Verizon CFO and SVP Fran Shammo said 2017 will be a development year for 5G, but added that the FCC’s approval this week of its spectrum leases with XO could move up its deployments “to get to a commercial launch and actually start to generate revenue.” He said, “I think that will come in either very late 2017 or early 2018.”
Verizon said it will later on test use cases for mobile 5G that supports the “massive” scale and low-latency that IoT services require.
Other cellcos such as AT&T and Korea Telecom (KT) are working to begin deploying 5G sooner than its 2020 forecast date. AT&T is pressured by Verizon and AT&T’s own massive and costly effort to upgrade its aging wireline broadband network to all-fiber and to G.fast over existing copper phone wires to MDUs.
KT is pressured by the upcoming 2018 Winter Olympics that South Korea is hosting. Japanese cellco NTT DoCoMo is testing 5G for the real-time transmission of 8K video. It completed tests with Nokia on May 19. The tests used beam-tracking techniques to transmit millimeter wavelength signals at the extremely high frequency of 70 GHz. The trial showed that 8K video of 48 Gbps, which is four times larger than 4K video and 32 times than 1080p HD, was transmitted without any delays. Japan hosts the 2020 summer Olympics and wants to show off wireless streaming of it in 8K.
Streaming videos, especially live streaming, is very important to Verizon’s wireless strategy.
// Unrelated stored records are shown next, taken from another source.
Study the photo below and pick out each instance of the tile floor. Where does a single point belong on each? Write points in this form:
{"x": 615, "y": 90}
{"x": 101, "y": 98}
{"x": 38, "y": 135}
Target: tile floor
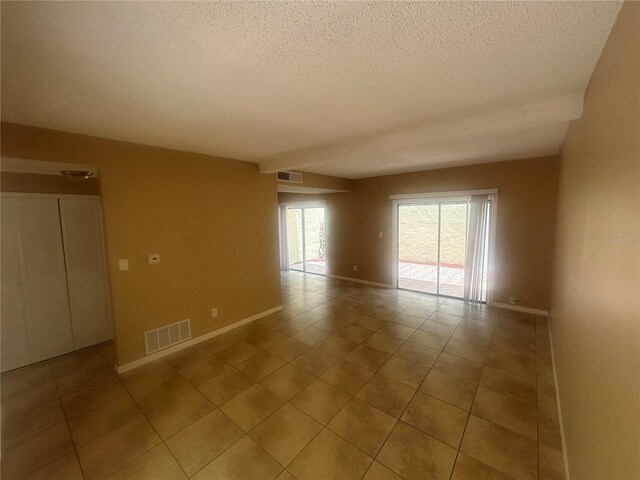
{"x": 347, "y": 381}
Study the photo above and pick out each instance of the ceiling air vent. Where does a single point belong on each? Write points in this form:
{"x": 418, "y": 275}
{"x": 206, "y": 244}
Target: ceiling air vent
{"x": 291, "y": 177}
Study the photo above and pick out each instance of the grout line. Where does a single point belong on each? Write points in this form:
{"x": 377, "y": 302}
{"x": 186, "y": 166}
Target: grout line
{"x": 66, "y": 421}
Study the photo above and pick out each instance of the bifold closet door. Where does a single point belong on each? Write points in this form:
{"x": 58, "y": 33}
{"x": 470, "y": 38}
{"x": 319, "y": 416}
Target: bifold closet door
{"x": 83, "y": 239}
{"x": 36, "y": 321}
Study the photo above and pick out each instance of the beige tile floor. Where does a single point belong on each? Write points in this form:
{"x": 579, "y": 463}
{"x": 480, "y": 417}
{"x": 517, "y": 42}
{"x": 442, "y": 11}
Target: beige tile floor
{"x": 347, "y": 381}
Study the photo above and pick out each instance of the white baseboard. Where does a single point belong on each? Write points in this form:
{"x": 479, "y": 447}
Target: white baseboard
{"x": 194, "y": 341}
{"x": 555, "y": 379}
{"x": 517, "y": 308}
{"x": 357, "y": 280}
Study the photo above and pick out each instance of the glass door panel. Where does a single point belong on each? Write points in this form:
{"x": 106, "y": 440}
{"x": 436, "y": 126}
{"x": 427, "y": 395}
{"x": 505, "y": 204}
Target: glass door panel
{"x": 314, "y": 240}
{"x": 453, "y": 241}
{"x": 294, "y": 239}
{"x": 306, "y": 239}
{"x": 418, "y": 247}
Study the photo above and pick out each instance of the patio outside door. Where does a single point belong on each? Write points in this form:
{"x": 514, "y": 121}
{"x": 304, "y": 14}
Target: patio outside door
{"x": 306, "y": 239}
{"x": 432, "y": 240}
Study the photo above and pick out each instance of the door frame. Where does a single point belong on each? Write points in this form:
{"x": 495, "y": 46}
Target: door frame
{"x": 309, "y": 204}
{"x": 436, "y": 197}
{"x": 106, "y": 259}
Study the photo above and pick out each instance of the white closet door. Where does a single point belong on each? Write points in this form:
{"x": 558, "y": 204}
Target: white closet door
{"x": 86, "y": 270}
{"x": 36, "y": 322}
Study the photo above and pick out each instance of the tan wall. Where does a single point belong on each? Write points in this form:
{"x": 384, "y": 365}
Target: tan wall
{"x": 595, "y": 315}
{"x": 34, "y": 183}
{"x": 213, "y": 222}
{"x": 525, "y": 223}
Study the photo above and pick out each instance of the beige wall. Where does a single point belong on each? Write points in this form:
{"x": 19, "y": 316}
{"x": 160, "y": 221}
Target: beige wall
{"x": 212, "y": 220}
{"x": 595, "y": 315}
{"x": 525, "y": 223}
{"x": 34, "y": 183}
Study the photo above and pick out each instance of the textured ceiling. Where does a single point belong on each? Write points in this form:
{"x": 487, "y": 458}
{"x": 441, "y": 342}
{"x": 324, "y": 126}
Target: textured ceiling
{"x": 342, "y": 88}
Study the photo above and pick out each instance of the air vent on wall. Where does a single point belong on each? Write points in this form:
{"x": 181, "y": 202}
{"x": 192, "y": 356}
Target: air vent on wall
{"x": 166, "y": 336}
{"x": 291, "y": 177}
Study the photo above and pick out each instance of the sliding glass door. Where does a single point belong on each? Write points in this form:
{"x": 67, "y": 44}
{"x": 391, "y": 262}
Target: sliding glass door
{"x": 306, "y": 239}
{"x": 433, "y": 237}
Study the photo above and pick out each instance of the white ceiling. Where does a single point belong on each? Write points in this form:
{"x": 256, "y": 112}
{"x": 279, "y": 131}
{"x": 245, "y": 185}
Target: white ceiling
{"x": 351, "y": 89}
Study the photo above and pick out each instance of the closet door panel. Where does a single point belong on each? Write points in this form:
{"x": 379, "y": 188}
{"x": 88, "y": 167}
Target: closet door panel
{"x": 38, "y": 305}
{"x": 45, "y": 281}
{"x": 16, "y": 349}
{"x": 86, "y": 270}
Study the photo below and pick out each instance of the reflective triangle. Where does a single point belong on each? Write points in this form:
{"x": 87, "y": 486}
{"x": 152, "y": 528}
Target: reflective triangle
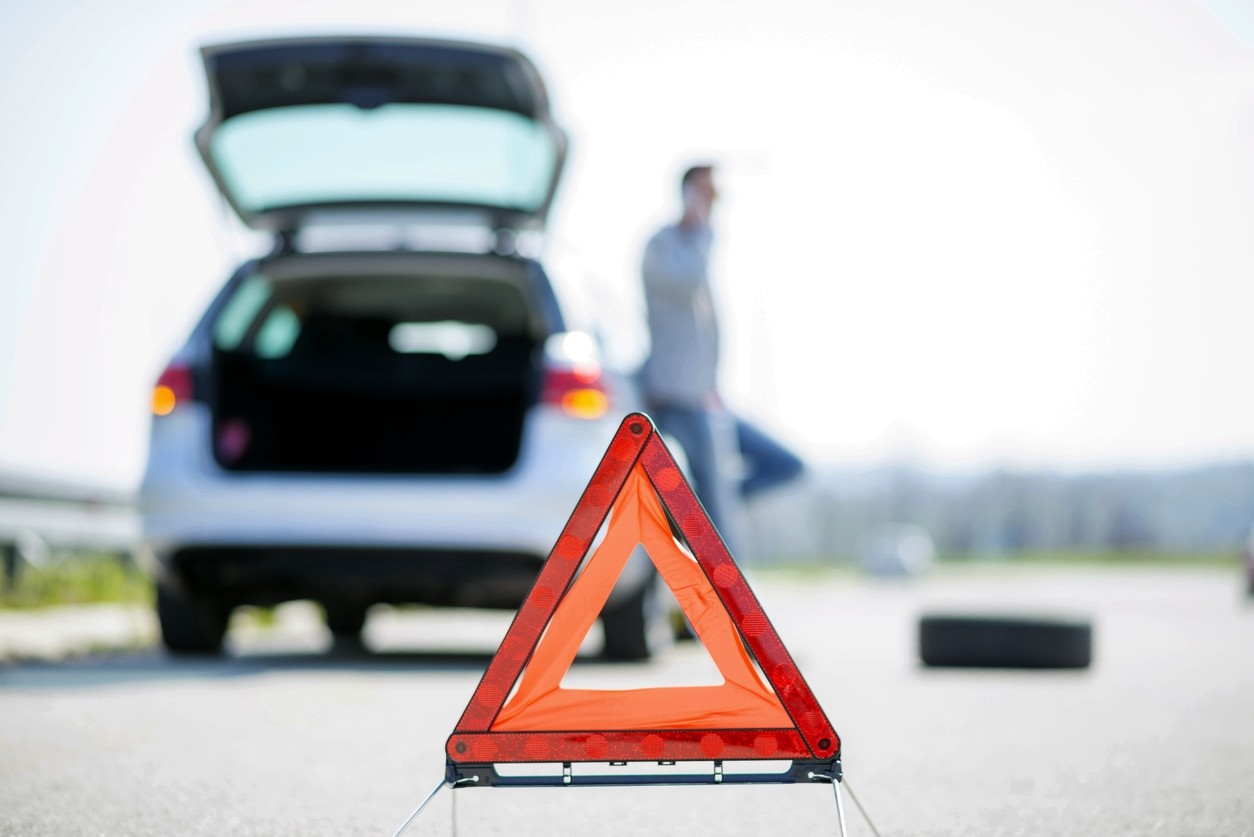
{"x": 751, "y": 715}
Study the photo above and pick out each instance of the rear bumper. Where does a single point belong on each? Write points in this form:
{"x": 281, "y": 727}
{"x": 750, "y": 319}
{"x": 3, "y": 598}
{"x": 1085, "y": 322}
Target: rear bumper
{"x": 266, "y": 575}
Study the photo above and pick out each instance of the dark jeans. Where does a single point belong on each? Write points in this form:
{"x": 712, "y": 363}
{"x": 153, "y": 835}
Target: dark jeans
{"x": 766, "y": 462}
{"x": 721, "y": 473}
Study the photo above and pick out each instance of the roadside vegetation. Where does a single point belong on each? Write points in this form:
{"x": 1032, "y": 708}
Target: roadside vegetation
{"x": 102, "y": 577}
{"x": 72, "y": 579}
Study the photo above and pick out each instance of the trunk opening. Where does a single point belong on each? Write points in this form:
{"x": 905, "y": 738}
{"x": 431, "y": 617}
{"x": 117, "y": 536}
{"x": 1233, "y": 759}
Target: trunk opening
{"x": 356, "y": 373}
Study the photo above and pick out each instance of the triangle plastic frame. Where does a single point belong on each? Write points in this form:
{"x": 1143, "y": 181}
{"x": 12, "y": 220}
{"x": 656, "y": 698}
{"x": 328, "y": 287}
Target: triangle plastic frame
{"x": 809, "y": 743}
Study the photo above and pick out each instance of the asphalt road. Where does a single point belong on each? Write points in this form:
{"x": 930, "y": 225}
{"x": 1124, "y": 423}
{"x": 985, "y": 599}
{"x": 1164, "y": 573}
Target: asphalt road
{"x": 289, "y": 735}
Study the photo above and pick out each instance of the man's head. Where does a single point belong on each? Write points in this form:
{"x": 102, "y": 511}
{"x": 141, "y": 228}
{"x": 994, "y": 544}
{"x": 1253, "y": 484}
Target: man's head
{"x": 699, "y": 193}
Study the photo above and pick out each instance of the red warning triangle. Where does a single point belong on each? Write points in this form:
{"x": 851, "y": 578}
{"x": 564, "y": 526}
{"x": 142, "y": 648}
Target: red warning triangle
{"x": 519, "y": 713}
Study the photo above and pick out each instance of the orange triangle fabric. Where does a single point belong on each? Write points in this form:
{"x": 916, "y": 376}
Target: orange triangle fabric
{"x": 541, "y": 704}
{"x": 750, "y": 715}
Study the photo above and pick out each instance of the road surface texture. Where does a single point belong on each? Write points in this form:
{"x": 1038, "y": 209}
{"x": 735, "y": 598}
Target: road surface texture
{"x": 290, "y": 735}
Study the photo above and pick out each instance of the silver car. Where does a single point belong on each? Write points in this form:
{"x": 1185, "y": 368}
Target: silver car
{"x": 395, "y": 403}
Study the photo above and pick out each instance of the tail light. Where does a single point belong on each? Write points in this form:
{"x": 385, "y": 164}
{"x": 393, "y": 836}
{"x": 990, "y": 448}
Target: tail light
{"x": 173, "y": 388}
{"x": 573, "y": 379}
{"x": 579, "y": 392}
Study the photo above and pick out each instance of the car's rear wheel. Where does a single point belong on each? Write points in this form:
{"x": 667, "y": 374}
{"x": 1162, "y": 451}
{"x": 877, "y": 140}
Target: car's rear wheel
{"x": 345, "y": 619}
{"x": 191, "y": 623}
{"x": 638, "y": 626}
{"x": 1005, "y": 641}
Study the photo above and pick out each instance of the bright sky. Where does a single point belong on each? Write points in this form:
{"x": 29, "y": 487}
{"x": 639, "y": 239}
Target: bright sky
{"x": 964, "y": 234}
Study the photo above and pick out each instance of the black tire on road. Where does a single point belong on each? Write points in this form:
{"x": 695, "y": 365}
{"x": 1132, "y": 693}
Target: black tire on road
{"x": 637, "y": 626}
{"x": 191, "y": 623}
{"x": 1005, "y": 641}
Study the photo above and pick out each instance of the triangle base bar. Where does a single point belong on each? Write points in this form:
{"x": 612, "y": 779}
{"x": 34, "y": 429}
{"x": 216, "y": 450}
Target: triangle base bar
{"x": 633, "y": 746}
{"x": 621, "y": 774}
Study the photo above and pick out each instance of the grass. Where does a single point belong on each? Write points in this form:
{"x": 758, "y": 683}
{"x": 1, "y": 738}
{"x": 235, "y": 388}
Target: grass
{"x": 83, "y": 577}
{"x": 1105, "y": 559}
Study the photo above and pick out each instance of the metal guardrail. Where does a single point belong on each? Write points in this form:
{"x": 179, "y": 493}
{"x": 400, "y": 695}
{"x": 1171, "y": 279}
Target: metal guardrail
{"x": 40, "y": 520}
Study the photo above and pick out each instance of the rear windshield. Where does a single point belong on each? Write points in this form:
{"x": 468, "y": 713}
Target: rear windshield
{"x": 336, "y": 153}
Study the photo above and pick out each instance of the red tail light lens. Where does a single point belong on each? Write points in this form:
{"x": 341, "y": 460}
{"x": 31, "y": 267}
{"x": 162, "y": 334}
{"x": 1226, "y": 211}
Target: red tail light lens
{"x": 173, "y": 388}
{"x": 578, "y": 390}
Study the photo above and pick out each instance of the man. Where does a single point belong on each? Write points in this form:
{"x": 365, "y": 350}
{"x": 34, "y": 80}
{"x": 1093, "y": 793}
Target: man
{"x": 680, "y": 375}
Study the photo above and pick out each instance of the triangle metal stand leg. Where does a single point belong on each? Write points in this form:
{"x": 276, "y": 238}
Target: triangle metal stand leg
{"x": 419, "y": 808}
{"x": 840, "y": 812}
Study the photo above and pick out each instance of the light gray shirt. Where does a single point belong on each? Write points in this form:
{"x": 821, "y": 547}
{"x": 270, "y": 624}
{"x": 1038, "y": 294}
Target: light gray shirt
{"x": 682, "y": 364}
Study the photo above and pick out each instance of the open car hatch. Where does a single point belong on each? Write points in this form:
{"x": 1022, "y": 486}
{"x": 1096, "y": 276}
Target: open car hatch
{"x": 300, "y": 127}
It said its $4.83 billion acquisition of Yahoo’s operating businesses will help it become a bigger player in mobile media. McAdam said Verizon sees “tremendous opportunity in the digital video marketplace” and “content creators and advertisers are hungry for alternatives as the market expands for both in-home and mobile consumption. Verizon intends to be a significant player in this space.”
Verizon especially likes sports videos because it can stream games over its Go90 network, cellular network, FiOS, AOL and Yahoo. McAdam said, “we view this as a waterfall of content moving down through our different properties.”
McAdam said Verizon is moving ahead with cities such as Boston, San Fran-cisco and others on a one-fiber strategy for both cellular and FiOS. He said, “no longer are discussions solely about local franchise rights, but how to make forward-looking cities more productive and effective” and that its deal to acquire XO’s 40 metro fiber rings in major cities is the key to this strategy.